Some reports say that 75% of the deaths from COVID-19 occurred in long-term residences for seniors. I don’t find that hard to believe. Here is Saskatchewan there have been 130 deaths so far this year, 25% of those deaths occurred during one recent outbreak in one residence. I believe everyone did the best they could with the situation as they understood it, but resources and personnel have been overwhelmed by the spread of an invisible attacker.
At the beginning of the pandemic there was a fear that hospitals would be overwhelmed. In some cases hospitals were able to make more beds available by transferring elderly people to long term care homes. In retrospect, that does not seem to have been a good idea. Here are some of the problems that have been identified.
- Many of the larger homes had multi-patient rooms, up to four beds in one room. When one person in that room became ill there were no private rooms available to isolate them. You could draw a curtain around the bed with the sick person, but the virus spread by airborne particles over, under and around that curtain.

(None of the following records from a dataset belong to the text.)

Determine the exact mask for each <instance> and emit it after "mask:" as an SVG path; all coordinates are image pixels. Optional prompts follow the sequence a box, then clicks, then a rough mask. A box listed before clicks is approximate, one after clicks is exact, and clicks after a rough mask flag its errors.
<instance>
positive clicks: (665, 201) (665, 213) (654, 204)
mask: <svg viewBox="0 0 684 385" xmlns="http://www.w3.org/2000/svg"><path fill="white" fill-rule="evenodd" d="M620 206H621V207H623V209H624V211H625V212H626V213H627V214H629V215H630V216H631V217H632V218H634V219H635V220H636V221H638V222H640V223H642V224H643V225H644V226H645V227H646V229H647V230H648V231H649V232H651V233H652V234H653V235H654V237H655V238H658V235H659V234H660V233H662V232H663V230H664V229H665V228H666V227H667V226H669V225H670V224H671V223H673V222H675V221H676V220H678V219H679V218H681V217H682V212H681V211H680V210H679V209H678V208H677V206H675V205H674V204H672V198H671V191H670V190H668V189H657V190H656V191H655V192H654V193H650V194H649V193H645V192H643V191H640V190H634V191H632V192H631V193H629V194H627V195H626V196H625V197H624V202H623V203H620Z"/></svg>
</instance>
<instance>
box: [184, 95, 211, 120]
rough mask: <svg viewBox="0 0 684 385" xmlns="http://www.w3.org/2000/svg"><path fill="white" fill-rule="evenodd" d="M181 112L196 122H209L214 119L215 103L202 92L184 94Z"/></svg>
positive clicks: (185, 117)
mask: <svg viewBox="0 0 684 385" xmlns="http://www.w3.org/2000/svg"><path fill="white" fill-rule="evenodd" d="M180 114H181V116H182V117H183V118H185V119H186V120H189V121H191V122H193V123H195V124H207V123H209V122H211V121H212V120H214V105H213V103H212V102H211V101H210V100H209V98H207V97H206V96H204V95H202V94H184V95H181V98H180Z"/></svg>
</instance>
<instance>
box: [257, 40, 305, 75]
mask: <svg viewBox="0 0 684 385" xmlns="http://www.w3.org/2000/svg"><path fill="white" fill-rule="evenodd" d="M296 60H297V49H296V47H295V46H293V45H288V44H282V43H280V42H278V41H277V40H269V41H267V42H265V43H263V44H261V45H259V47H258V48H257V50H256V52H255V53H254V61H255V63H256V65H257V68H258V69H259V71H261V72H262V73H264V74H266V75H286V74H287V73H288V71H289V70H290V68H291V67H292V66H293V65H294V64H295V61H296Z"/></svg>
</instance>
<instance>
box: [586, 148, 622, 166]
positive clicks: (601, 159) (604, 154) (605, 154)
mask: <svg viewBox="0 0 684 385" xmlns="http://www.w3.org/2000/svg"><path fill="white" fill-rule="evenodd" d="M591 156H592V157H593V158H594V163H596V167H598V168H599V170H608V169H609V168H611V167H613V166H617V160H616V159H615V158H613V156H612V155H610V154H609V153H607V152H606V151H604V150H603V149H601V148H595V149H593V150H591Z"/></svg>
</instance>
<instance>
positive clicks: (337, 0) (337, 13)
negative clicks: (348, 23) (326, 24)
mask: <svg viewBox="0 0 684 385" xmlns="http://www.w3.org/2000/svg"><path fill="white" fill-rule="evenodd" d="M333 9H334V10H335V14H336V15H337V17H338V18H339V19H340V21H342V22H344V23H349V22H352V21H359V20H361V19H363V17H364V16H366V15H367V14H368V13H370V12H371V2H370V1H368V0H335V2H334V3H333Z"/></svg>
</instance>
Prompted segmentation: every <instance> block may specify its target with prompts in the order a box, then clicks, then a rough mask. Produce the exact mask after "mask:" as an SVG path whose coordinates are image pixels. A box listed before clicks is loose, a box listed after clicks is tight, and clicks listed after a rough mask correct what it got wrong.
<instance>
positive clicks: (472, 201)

- Most homes had a large contingent of part-time workers. In larger urban centres that often meant that many of those workers were employed at more than one home. When the virus arrived in one home those workers carried it to the other home where they worked before they realized they had been infected.
- Elderly people often do not present the same symptoms of COVID-19 as younger people, leading to delays in diagnosis.
- Long-term care homes were closed to visitors. Workers who were unknown to the patients were brought in to replace those who were sick. Cutting off the elderly from family, faith communities and familiar caregivers caused loneliness, confusion, and fear. Those emotions have physical consequences.
With all good intentions, we have largely botched the care of the most vulnerable among us. It will serve no good purpose to find people to blame this on, but perhaps some lessons can be learned for the future. One lesson may be that bigger is not always better. Perhaps the ultimate lesson is that we are all to blame because we thought it was a good idea to separate the elderly into large institutions where their physical needs could be provided, which has resulted in isolating ourselves from them.